Deux axes donc à l’E&P, la digitalisation des opérations et les données. La digitalisation des opérations vise à améliorer l’efficacité et le suivi des opérations. L’Oil & Gas étant une industrie dangereuse, un des aspects critiques est de continuer à réduire les risques en particulier sur les plateformes pétrolières grâce au digital, et ce notamment en misant sur la maintenance prédictive et sur des plateformes de plus en plus automatisées. Les données, quant à elles, de plus en plus nombreuses et provenant d’une multitude de capteurs, de sources, sous une variété de formats etc. pour être exploitées doivent être nettoyées, structurées etc. C’est le rôle des data sciences.

Enfin, à la question “faut-il redouter un Uber de l’E&P ?”, la réponse, avec le recul semble être définitivement non. Je cite souvent dans mes articles et conférences le cas très intéressant de General Electric (GE) et de sa plateforme Predix. Ce cas m’a beaucoup intéressé dans le passé car GE a tenté de mettre en place une stratégie de plateforme d’infrastructure, c’est à dire un environnement de développement qui permet à des tiers de développer des applications pour ajouter une couche de service en complément de ses équipements industriels – une stratégie équivalente aux stratégies bien connues dans le domaine du B2C (par exemple l’AppStore d’Apple qui permet à plus de 200 000 développeurs non salariés d’Apple de développer des applications pour l’iPhone). Une stratégie qui a fait ses preuves dans le B2C, peut-être parce que les utilisateurs finaux ne sont pas trop regardant quant à l’utilisation des données et les termes des contrats que l’on signe d’un clic sans les lire. Une stratégie qui semble beaucoup plus compliquée à mettre en oeuvre dans un contexte B2B. Car en effet, les clients de GE, dont Total fait partie, souhaitent rester seuls maîtres de leurs opérations. Ce qui expliquerait, au moins partiellement, l’échec de GE, malgré les millions investis.

Retour de la science et enjeux systémiques

Emmanuel Thomazo me parle ensuite spontanément du type de R&D Total E&P. Le focus a été pendant plusieurs années plutôt sur du développement court terme au service du terrain. Il y a récemment un regain d’intérêt pour la véritable recherche avec un horizon temporel plus long terme. A titre d’exemples un programme de recherche en quantum computing et un autre sur la génétique ont été récemment lancés.

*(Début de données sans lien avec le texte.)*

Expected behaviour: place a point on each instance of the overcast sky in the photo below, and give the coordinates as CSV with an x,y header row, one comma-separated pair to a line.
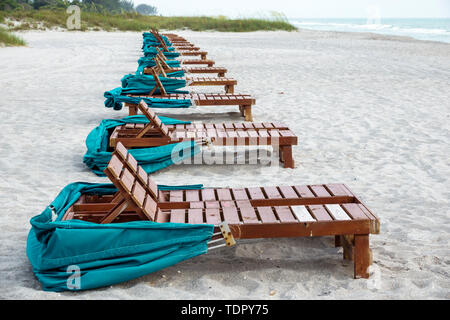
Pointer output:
x,y
304,8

Les lecteurs assidus du blog savent qu’il y a deux tendances récentes que nous observons chez nos clients de l’industrie pétrolière, et donc dans une variété de secteurs : le retour en force de la science et les sujets systémiques. Total est dans le coup pour au moins l’un des deux… (et sur les deux si l’on considère le groupe  dans sa globalité).